The amendment brought to the 1996 Act is certainly a positive step towards making arbitration expeditious, efficacious and a cost effective remedy. The new amendments seek to curb the practices leading to wastage of time and making the arbitration process prohibitively a costly affair. The new law also makes the declaration by the arbitrator about his independence and impartiality more realistic as compared to a bare formality under the previous regime. Making the arbitrator responsible for delay in the arbitration proceedings, for the reasons attributable to him, would ensure that the arbitrators do not take up arbitrations, which are beyond their capacities. Such a deterrent would imbibe self-discipline and control amongst the arbitrators. It can be said that the present amendments certainly travel an extra mile towards reducing the interference of the Court in arbitration proceedings that has been a consistent effort of the legislature since passing of the 1996 Act.

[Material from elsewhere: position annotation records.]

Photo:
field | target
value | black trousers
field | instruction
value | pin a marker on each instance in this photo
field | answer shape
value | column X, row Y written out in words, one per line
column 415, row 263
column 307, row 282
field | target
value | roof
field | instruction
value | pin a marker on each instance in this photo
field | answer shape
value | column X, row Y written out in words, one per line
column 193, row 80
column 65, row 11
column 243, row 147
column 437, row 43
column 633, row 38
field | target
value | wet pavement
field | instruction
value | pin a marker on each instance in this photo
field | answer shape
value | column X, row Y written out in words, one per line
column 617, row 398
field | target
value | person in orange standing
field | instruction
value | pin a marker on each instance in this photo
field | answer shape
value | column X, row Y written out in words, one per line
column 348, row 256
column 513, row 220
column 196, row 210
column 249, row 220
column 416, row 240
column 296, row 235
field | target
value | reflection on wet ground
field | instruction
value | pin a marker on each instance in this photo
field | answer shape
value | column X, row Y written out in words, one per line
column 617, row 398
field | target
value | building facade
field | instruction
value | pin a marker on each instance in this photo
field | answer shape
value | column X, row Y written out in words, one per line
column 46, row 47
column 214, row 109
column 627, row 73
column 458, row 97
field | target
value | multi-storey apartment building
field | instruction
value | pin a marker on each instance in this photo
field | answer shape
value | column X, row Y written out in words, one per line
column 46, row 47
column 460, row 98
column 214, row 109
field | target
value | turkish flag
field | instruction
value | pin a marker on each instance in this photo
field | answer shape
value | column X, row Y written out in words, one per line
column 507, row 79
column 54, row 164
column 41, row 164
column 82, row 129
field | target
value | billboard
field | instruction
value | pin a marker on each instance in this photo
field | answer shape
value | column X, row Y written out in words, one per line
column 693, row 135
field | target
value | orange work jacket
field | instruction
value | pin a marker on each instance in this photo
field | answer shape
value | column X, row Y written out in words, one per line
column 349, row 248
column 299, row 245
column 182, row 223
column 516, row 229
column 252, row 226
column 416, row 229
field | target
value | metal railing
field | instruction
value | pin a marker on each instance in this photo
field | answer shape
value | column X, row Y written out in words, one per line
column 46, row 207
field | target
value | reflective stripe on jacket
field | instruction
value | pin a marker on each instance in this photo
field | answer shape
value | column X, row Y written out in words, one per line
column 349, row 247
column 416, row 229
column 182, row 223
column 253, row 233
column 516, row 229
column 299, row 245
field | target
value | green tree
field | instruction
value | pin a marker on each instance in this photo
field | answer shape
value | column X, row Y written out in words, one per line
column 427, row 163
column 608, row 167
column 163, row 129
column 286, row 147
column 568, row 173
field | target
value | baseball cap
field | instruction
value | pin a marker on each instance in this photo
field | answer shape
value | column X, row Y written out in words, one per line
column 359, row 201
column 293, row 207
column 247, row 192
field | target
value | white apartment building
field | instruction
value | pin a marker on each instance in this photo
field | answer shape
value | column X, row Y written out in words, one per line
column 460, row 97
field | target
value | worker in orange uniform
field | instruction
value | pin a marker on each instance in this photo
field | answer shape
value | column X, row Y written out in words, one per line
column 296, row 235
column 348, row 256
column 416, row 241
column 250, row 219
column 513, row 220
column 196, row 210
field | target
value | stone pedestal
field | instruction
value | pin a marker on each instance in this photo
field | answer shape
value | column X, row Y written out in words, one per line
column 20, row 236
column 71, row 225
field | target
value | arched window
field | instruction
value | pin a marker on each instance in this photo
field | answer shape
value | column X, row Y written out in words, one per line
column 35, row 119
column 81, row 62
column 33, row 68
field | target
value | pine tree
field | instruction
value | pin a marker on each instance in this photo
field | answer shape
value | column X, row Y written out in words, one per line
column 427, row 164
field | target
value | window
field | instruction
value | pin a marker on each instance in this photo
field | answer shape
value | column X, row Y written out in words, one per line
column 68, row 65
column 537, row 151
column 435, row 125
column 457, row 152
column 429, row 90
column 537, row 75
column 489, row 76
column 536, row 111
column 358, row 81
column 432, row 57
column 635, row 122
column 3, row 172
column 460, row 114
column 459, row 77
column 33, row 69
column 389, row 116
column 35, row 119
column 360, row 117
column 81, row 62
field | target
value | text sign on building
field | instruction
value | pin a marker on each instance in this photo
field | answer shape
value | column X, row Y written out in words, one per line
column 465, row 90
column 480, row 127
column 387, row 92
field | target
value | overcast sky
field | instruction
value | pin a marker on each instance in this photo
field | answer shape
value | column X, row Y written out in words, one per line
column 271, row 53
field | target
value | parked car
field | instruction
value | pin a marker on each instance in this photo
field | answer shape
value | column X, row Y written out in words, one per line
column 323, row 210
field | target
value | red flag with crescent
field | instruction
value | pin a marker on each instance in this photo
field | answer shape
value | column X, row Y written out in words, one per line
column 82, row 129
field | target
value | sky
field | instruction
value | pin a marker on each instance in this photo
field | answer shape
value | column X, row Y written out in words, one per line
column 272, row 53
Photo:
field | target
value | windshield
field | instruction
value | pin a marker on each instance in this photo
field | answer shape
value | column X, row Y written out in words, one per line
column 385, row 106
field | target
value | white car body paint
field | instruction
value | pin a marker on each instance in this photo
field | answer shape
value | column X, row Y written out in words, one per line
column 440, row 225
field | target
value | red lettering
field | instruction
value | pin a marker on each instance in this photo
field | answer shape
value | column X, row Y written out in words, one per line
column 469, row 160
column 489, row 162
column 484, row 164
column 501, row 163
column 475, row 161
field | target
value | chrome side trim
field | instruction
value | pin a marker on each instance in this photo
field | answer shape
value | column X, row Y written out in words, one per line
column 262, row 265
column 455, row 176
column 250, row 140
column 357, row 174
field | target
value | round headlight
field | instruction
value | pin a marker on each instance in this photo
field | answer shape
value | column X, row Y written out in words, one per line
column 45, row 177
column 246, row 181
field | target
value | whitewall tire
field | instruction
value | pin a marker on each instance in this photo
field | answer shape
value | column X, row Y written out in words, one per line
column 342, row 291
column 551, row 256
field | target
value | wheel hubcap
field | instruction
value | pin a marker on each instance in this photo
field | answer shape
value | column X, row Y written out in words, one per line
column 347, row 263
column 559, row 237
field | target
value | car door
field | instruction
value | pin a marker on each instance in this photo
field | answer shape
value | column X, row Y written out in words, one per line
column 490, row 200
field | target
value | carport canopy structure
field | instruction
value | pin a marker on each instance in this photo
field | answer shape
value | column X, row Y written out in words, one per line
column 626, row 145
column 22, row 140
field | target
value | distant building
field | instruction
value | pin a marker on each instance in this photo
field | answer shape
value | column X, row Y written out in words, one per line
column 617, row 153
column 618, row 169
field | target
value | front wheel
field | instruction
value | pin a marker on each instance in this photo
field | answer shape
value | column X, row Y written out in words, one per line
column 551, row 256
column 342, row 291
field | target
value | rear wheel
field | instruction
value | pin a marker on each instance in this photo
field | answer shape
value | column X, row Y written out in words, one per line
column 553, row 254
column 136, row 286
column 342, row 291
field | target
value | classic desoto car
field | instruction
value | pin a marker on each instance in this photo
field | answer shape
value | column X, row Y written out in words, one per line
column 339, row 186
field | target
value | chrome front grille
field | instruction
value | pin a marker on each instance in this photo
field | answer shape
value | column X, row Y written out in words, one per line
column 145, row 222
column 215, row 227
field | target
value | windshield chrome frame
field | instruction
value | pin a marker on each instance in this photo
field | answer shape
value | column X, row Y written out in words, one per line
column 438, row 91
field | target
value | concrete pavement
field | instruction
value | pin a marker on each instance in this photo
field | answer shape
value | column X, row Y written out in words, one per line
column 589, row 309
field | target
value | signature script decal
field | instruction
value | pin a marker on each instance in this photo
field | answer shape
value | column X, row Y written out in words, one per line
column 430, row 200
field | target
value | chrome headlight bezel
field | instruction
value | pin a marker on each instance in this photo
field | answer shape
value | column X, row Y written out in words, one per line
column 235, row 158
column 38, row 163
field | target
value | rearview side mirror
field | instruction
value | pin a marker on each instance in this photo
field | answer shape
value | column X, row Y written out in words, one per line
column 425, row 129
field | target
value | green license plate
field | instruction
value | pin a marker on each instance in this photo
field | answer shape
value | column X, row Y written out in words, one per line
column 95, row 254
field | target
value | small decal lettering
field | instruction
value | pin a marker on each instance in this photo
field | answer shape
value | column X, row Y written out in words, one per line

(The author would like to thank R. V. Prabhat, Associate of the firm for the valuable assistance in researching for this article.)

  1. [1] Section (2) (b) : “Current rate of interest” means the highest of the maximum rates at which interest may be paid on different classes of deposits (other than those maintained in savings account or those maintained by charitable or religious institutions) by different classes of scheduled banks in accordance with the directions given or issued to banking companies generally by the Reserve Bank of India under the Banking Regulation Act, 1949 (10 of 1949).